There are those in the third party origination space that are actively marketing to brokers to become mini-correspondents and that is affecting Venta's ability to compete, he says.

"It's an allure that is marketed very heavily in the wholesale space…to become a mini-correspondent," Madiedo says. But this marketing is being done not as a way for a mortgage broker to enhance her business, but as a loophole around the new rules and that is what is driving the segment's growth, he says.

"I think the CFPB was pretty spot on. It's a fine thing for a small independent mortgage brokerage firm to have the desire to become a mortgage banker. But while you are doing that, you don't also get to operate as a mortgage broker and play both sides of the fence."

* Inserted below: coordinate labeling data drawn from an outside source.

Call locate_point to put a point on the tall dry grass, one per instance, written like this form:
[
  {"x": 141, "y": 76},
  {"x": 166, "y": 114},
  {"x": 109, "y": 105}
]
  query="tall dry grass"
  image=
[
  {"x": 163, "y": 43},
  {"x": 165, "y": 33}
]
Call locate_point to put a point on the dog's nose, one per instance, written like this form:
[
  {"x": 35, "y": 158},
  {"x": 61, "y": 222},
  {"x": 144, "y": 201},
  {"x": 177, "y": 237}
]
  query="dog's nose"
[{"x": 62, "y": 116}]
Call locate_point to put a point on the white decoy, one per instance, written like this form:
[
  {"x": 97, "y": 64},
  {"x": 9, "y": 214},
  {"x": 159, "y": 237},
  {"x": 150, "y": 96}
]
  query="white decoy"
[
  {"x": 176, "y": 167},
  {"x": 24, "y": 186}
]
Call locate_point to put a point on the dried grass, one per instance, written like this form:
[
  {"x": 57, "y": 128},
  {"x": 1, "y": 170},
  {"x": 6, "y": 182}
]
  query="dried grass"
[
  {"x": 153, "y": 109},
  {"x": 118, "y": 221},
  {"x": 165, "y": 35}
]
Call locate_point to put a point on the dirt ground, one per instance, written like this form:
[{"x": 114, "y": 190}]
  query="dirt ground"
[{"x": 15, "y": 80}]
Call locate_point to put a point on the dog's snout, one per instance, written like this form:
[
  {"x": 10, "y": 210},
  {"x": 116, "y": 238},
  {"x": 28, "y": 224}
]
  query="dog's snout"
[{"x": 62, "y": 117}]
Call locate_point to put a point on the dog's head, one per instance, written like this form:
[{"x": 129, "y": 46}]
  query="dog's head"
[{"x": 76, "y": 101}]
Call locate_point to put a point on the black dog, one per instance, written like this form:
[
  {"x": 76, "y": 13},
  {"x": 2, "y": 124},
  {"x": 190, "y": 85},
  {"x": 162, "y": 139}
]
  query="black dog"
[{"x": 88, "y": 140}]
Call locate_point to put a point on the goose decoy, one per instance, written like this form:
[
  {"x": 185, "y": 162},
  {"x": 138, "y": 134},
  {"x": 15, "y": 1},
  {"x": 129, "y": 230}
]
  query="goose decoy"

Soukoulis says his takeaway from the guidance is that "you have to take the risks associated with being a mortgage banker" to be one.

It might be better for these mini-correspondents to remain mortgage brokers, he says. "The broker gets paid a fee to act in the best interests of the consumer, which is why the broker value proposition, in the coming years, is going to come back, stronger than ever."

There should remain a path for mortgage brokers to make the move to become a true mortgage banker and regulators should not restrict such growth, Madiedo adds.

That being said, he doesn't want a mini-correspondent seller with no plan in place to become a traditional correspondent seller.

"It's not today, it is tomorrow, it is a year from now or two years from now, when some type of compliance issue comes up," Madiedo says. As the purchaser of a loan (and then a potential seller to Fannie Mae or Freddie Mac), he worries about whether his company would "be properly covered."

With this guidance, everyone in the mortgage industry whether they participate in the mini-correspondent channel or not, "needs to ask each other 'are we doing the right thing?" Madiedo declares "Are we keeping to the spirit and rules of the law?'

"And if we are not, we should reevaluate how we are doing it and we should put the measures in place to make sure we are doing it right."